REPUBLIKA.CO.ID, JAKARTA -- DPR dan pemerintah melalui Kementerian Kesehatan (Kemenkes) baru saja melakukan pengesahan Rancangan Undang-Undang (RUU) Kesehatan menjadi UU Kesehatan dalam rapat paripurna ke-29 kompleks Senayan, Jakarta Pusat, Selasa (11/7/2023). Salah satu yang menjadi pokok dan pergunjingan isi dalam aturan baru itu ialah aborsi.

Berdasarkan salinan rancangan UU terakhir yang diterima awak media dari DPR, diatur setiap orang dilarang melakukan aborsi. Namun demikian, ada pengecualian bagi beberapa pihak yang memiliki ketentuan khusus.

Dalam Pasal 60 ayat dua (2) disebutkan jika aborsi hanya boleh dilakukan oleh (a) tenaga medis dan dibantu tenaga kesehatan yang memiliki kompetensi dan kewenangan; (b) di fasilitas pelayanan kesehatan yang memenuhi syarat dan ditetapkan oleh Menteri serta (c) dengan persetujuan perempuan hamil yang bersangkutan dan dengan persetujuan suami, kecuali korban perkosaan.

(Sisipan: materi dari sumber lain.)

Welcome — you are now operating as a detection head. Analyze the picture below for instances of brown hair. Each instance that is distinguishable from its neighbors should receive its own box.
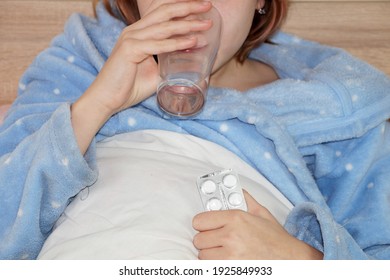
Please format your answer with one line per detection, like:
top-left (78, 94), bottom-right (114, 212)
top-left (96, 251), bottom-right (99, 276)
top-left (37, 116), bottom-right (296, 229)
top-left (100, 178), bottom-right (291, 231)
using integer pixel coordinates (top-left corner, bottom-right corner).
top-left (94, 0), bottom-right (289, 63)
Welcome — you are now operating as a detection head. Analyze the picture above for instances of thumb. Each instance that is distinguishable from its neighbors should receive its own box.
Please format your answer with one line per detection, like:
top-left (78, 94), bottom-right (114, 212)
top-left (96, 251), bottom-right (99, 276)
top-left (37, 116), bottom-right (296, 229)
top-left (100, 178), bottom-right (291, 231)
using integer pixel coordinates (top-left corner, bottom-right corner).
top-left (243, 189), bottom-right (274, 220)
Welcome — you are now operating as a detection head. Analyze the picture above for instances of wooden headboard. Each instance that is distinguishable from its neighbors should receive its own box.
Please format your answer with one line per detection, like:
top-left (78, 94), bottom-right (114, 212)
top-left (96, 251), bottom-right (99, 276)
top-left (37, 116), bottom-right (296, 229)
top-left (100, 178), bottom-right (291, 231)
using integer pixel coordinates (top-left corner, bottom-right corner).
top-left (1, 0), bottom-right (389, 105)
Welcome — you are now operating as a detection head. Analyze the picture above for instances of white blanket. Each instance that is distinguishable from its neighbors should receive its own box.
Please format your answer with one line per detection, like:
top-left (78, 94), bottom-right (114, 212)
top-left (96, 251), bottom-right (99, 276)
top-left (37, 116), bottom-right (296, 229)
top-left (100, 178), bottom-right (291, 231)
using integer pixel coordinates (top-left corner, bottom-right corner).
top-left (38, 130), bottom-right (292, 259)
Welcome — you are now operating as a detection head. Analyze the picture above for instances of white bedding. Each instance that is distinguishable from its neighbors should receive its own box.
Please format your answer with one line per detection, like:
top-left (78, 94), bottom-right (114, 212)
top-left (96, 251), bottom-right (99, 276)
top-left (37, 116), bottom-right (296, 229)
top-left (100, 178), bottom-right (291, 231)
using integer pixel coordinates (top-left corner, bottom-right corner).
top-left (38, 130), bottom-right (293, 260)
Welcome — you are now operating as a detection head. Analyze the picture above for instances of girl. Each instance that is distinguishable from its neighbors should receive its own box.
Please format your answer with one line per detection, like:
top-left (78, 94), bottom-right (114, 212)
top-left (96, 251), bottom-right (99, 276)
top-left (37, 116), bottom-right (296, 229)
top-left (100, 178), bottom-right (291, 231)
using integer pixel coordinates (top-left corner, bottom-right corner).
top-left (0, 0), bottom-right (389, 260)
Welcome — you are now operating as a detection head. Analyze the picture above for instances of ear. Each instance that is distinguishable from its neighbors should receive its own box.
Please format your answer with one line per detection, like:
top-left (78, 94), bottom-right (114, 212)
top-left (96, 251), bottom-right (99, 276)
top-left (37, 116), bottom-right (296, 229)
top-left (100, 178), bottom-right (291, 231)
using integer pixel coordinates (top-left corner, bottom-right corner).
top-left (256, 0), bottom-right (266, 10)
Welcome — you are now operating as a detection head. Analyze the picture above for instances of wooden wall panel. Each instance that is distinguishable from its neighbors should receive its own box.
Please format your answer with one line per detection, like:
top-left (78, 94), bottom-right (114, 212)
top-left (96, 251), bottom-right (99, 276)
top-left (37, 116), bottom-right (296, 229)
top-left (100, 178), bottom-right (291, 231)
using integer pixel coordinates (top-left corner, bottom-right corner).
top-left (0, 1), bottom-right (92, 104)
top-left (283, 2), bottom-right (390, 76)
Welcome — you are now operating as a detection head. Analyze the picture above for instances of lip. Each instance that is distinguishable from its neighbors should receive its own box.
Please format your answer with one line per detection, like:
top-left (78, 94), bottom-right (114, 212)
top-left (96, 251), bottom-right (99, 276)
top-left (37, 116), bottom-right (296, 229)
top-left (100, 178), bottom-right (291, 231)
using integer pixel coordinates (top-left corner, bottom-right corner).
top-left (177, 46), bottom-right (207, 54)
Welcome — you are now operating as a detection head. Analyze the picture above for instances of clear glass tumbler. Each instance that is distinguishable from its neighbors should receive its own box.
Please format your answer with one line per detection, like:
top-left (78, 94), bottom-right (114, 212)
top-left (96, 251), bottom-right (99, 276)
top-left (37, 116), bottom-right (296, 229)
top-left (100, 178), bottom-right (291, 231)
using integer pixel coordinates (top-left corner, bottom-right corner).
top-left (157, 6), bottom-right (222, 117)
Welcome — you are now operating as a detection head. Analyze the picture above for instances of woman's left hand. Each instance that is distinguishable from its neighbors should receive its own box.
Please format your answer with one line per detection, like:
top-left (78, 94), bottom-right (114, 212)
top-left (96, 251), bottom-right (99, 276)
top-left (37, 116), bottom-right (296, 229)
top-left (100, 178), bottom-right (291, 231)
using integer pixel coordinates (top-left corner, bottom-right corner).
top-left (192, 190), bottom-right (323, 260)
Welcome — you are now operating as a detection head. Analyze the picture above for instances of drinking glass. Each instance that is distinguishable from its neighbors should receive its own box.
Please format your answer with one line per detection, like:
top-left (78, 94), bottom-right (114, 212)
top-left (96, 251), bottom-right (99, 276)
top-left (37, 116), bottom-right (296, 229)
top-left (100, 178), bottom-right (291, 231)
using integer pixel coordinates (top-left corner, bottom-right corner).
top-left (157, 6), bottom-right (222, 117)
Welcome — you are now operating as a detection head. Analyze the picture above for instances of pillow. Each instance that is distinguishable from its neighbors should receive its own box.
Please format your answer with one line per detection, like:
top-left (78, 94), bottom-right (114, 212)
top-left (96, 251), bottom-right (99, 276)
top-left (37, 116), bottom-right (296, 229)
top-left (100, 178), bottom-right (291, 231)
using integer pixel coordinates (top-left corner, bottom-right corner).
top-left (38, 130), bottom-right (292, 259)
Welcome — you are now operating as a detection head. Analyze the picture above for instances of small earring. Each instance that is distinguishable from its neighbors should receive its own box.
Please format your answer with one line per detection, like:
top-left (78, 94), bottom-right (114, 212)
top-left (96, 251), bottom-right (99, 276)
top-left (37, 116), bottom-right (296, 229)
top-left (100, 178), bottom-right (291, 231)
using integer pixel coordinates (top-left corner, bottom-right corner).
top-left (258, 8), bottom-right (266, 15)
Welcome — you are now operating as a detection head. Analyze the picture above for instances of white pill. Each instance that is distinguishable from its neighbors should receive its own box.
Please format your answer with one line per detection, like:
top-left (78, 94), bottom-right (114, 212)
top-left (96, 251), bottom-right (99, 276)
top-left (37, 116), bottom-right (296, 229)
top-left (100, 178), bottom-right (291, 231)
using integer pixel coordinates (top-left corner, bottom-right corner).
top-left (223, 174), bottom-right (237, 188)
top-left (228, 192), bottom-right (243, 206)
top-left (201, 180), bottom-right (217, 194)
top-left (207, 198), bottom-right (223, 211)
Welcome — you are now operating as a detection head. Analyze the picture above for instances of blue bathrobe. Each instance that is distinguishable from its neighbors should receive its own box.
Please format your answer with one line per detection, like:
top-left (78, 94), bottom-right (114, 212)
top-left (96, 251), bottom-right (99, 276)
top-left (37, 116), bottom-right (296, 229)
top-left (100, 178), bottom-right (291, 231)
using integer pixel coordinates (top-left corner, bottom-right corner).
top-left (1, 3), bottom-right (389, 260)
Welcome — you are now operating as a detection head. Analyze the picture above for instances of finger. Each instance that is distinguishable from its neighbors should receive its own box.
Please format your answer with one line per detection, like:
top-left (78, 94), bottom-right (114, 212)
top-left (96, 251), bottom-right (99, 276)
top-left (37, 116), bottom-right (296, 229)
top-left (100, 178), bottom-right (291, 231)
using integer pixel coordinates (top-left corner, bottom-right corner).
top-left (193, 229), bottom-right (224, 250)
top-left (142, 0), bottom-right (197, 15)
top-left (198, 246), bottom-right (227, 260)
top-left (145, 36), bottom-right (198, 54)
top-left (134, 1), bottom-right (212, 31)
top-left (126, 19), bottom-right (212, 41)
top-left (119, 36), bottom-right (197, 63)
top-left (192, 209), bottom-right (244, 231)
top-left (243, 189), bottom-right (275, 220)
top-left (193, 211), bottom-right (230, 231)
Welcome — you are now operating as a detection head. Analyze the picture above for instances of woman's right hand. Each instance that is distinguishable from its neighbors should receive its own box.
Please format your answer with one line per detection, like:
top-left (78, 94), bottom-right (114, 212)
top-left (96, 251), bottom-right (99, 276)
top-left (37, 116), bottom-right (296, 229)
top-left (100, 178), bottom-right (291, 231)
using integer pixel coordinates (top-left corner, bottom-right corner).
top-left (84, 0), bottom-right (213, 116)
top-left (71, 1), bottom-right (212, 154)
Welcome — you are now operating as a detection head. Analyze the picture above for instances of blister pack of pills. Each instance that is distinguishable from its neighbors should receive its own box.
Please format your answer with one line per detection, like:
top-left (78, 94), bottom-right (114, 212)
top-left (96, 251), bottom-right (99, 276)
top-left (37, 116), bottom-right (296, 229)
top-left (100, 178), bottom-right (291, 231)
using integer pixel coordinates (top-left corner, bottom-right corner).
top-left (196, 169), bottom-right (247, 212)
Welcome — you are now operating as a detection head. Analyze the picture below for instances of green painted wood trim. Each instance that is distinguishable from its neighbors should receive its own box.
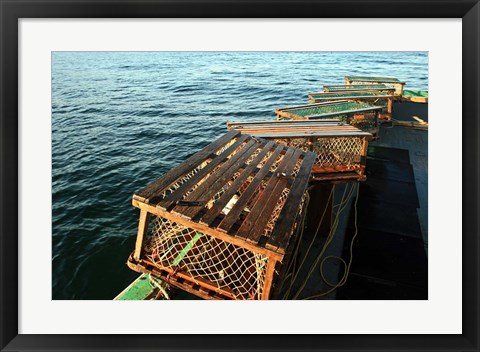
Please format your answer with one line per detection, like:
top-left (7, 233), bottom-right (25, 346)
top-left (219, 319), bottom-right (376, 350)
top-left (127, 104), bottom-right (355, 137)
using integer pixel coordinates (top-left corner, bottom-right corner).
top-left (115, 274), bottom-right (155, 300)
top-left (172, 232), bottom-right (203, 266)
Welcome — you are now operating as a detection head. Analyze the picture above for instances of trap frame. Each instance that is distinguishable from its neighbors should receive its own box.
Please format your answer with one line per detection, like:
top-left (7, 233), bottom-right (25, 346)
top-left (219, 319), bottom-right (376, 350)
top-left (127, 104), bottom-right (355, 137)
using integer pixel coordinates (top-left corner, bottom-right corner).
top-left (307, 90), bottom-right (394, 120)
top-left (227, 120), bottom-right (372, 182)
top-left (275, 100), bottom-right (381, 139)
top-left (128, 130), bottom-right (316, 300)
top-left (344, 76), bottom-right (406, 96)
top-left (323, 84), bottom-right (396, 96)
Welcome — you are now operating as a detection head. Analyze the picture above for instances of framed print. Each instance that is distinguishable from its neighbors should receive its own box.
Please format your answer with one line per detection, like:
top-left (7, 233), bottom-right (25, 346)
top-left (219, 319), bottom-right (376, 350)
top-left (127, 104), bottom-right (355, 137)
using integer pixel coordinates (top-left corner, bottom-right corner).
top-left (1, 0), bottom-right (479, 351)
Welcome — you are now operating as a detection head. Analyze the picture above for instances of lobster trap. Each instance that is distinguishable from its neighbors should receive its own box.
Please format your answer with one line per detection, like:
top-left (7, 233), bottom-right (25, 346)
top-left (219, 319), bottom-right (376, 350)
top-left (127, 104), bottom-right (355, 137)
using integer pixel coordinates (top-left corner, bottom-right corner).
top-left (323, 84), bottom-right (396, 96)
top-left (308, 91), bottom-right (394, 120)
top-left (344, 76), bottom-right (406, 96)
top-left (128, 130), bottom-right (316, 300)
top-left (227, 120), bottom-right (371, 182)
top-left (275, 100), bottom-right (381, 139)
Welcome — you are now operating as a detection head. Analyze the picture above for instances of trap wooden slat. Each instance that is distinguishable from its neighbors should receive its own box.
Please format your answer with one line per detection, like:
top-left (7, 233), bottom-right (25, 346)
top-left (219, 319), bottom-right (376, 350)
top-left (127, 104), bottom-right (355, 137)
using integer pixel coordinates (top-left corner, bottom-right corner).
top-left (323, 84), bottom-right (395, 95)
top-left (199, 140), bottom-right (276, 226)
top-left (172, 139), bottom-right (260, 220)
top-left (344, 76), bottom-right (406, 96)
top-left (217, 143), bottom-right (285, 233)
top-left (228, 120), bottom-right (372, 182)
top-left (309, 91), bottom-right (392, 99)
top-left (308, 90), bottom-right (394, 120)
top-left (135, 130), bottom-right (240, 202)
top-left (129, 132), bottom-right (316, 300)
top-left (275, 100), bottom-right (381, 139)
top-left (267, 152), bottom-right (317, 252)
top-left (235, 148), bottom-right (301, 244)
top-left (228, 119), bottom-right (341, 129)
top-left (156, 134), bottom-right (250, 209)
top-left (245, 149), bottom-right (303, 245)
top-left (227, 120), bottom-right (371, 139)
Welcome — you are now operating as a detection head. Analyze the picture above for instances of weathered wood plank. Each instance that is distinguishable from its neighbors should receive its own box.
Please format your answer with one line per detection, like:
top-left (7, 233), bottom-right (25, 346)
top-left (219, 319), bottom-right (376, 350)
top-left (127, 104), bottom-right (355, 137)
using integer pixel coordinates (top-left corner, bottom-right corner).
top-left (236, 131), bottom-right (372, 139)
top-left (135, 130), bottom-right (240, 202)
top-left (261, 259), bottom-right (277, 300)
top-left (199, 140), bottom-right (276, 226)
top-left (266, 151), bottom-right (316, 252)
top-left (234, 147), bottom-right (300, 243)
top-left (245, 149), bottom-right (303, 245)
top-left (217, 144), bottom-right (285, 234)
top-left (171, 140), bottom-right (259, 219)
top-left (155, 134), bottom-right (250, 209)
top-left (227, 119), bottom-right (340, 129)
top-left (133, 209), bottom-right (150, 260)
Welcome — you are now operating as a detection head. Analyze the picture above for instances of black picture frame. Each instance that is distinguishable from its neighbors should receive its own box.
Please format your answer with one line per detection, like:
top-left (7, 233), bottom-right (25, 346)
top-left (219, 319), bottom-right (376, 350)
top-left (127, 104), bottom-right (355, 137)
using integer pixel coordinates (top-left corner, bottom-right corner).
top-left (1, 1), bottom-right (478, 351)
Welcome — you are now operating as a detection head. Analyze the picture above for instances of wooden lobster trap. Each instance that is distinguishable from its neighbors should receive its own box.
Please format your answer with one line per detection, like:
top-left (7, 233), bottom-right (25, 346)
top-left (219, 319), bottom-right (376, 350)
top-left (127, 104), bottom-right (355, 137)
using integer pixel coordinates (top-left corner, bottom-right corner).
top-left (344, 76), bottom-right (406, 96)
top-left (128, 130), bottom-right (316, 300)
top-left (323, 84), bottom-right (396, 96)
top-left (307, 90), bottom-right (394, 120)
top-left (275, 100), bottom-right (381, 139)
top-left (227, 120), bottom-right (372, 182)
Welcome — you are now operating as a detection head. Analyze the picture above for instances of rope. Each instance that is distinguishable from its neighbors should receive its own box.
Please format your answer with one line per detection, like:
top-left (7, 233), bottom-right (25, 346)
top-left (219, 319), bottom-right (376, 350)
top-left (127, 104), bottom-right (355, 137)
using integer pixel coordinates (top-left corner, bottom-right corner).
top-left (284, 182), bottom-right (358, 300)
top-left (148, 274), bottom-right (171, 300)
top-left (282, 187), bottom-right (334, 299)
top-left (302, 183), bottom-right (360, 300)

Baca: Batal Mogok Kerja Nasional, IDI: Opsi Itu tidak Jadi Kita Ambil

Dalam Pasal 61, pemerintah pusat, daerah, dan masyarakat diminta bertanggung jawab melindungi dan mencegah perempuan melakukan aborsi tidak aman. Utamanya, yang bertentangan dengan perundang-undangan. Khusus untuk pidana yang melanggar Pasal 60, diatur dalam Pasal 427 dengan ancaman paling lama empat tahun.

Di Pasal 428, setiap tindakan orang yang melakukan aborsi tidak sesuai ketentuan akan dipidana dengan ketentuan, (a) dengan persetujuan perempuan tersebut dipidana paling lama lima tahun; (b) tanpa persetujuan perempuan tersebut dipidana 12 tahun. Di ayat dua Pasal 428, jika perbuatan itu mengakibatkan kematian perempuan sebagaimana dimaksud pada ayat a, dipidana delapan tahun.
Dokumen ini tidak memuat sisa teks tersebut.